12-02 683
12-02 683
| Board of Vet. App. | Aug 31, 2016Background
- Veteran served on active duty Apr 1947–Mar 1953 and died Aug 2010; appellant is surviving spouse seeking DIC.
- Death certificate lists pneumonia as immediate cause; COPD, coronary artery disease (CAD), and diabetes mellitus (DM) as contributing conditions; tobacco use noted.
- Veteran had service medical records showing generally normal lung/cardiac/endocrine findings; limited acute respiratory treatment in service but no persistent diagnoses; diabetes and CAD first documented decades after service (DM in 1990s; COPD/CAD noted in 2008).
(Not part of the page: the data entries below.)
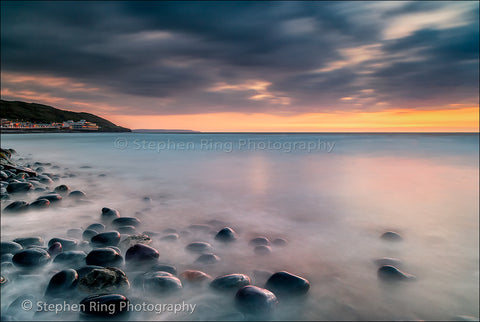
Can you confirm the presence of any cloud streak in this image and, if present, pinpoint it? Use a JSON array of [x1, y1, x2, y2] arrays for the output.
[[1, 1, 479, 119]]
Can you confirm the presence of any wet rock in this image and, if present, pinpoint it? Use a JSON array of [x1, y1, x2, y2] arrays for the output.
[[253, 245, 272, 256], [12, 248, 50, 268], [90, 231, 120, 247], [0, 241, 22, 254], [265, 271, 310, 297], [80, 294, 130, 318], [7, 182, 33, 193], [101, 207, 120, 221], [78, 267, 130, 294], [68, 190, 87, 199], [0, 254, 13, 263], [235, 285, 278, 316], [380, 231, 403, 241], [47, 242, 63, 257], [185, 242, 213, 254], [13, 237, 43, 248], [160, 234, 180, 242], [210, 274, 251, 291], [117, 226, 137, 235], [86, 248, 123, 267], [152, 264, 177, 275], [377, 265, 415, 281], [53, 184, 70, 196], [85, 223, 105, 233], [248, 236, 270, 246], [82, 229, 98, 241], [215, 227, 237, 243], [143, 274, 183, 295], [45, 268, 78, 297], [37, 174, 53, 184], [37, 193, 62, 204], [3, 200, 28, 213], [187, 224, 210, 233], [180, 270, 212, 285], [195, 253, 220, 265], [125, 244, 160, 264], [53, 250, 87, 268], [67, 228, 83, 239], [30, 198, 50, 209], [112, 217, 140, 227], [76, 265, 104, 281], [120, 235, 152, 249], [272, 238, 287, 247], [48, 237, 77, 250]]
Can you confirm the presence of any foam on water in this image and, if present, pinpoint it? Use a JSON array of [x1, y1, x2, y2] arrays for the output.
[[1, 133, 479, 320]]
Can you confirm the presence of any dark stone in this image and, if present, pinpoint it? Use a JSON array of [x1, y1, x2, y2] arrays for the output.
[[249, 236, 270, 246], [86, 248, 123, 267], [30, 198, 50, 209], [7, 182, 33, 193], [78, 267, 130, 294], [195, 253, 220, 265], [180, 270, 212, 285], [0, 241, 22, 254], [0, 253, 13, 263], [45, 268, 78, 297], [82, 229, 98, 241], [12, 248, 50, 268], [67, 228, 83, 239], [160, 234, 180, 241], [143, 274, 183, 295], [380, 231, 403, 241], [80, 294, 130, 318], [101, 207, 120, 220], [185, 242, 213, 254], [272, 238, 287, 247], [117, 226, 137, 235], [90, 231, 120, 247], [68, 190, 87, 199], [47, 242, 63, 256], [125, 244, 160, 264], [210, 274, 251, 291], [265, 271, 310, 297], [53, 184, 70, 195], [3, 200, 28, 213], [48, 237, 77, 250], [374, 257, 402, 267], [76, 265, 103, 280], [253, 245, 272, 255], [235, 285, 278, 316], [215, 227, 237, 242], [37, 193, 62, 203], [85, 223, 105, 234], [112, 217, 140, 227], [53, 250, 87, 268], [152, 264, 177, 275], [377, 265, 415, 281], [13, 237, 43, 248]]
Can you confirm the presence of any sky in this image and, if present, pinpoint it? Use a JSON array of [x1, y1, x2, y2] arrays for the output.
[[1, 0, 479, 132]]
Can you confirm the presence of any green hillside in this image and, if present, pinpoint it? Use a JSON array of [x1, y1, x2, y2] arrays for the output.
[[0, 100, 130, 132]]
- VA Regional Office and the Board previously remanded for development; VA obtained medical record reviews and nexus opinions in Aug 2014 and Jan 2015 concluding it was less likely than not that the fatal conditions were related to service.
- Board found duty to notify and assist satisfied, found VA medical opinions persuasive, and concluded preponderance of evidence weighs against service connection for cause of death.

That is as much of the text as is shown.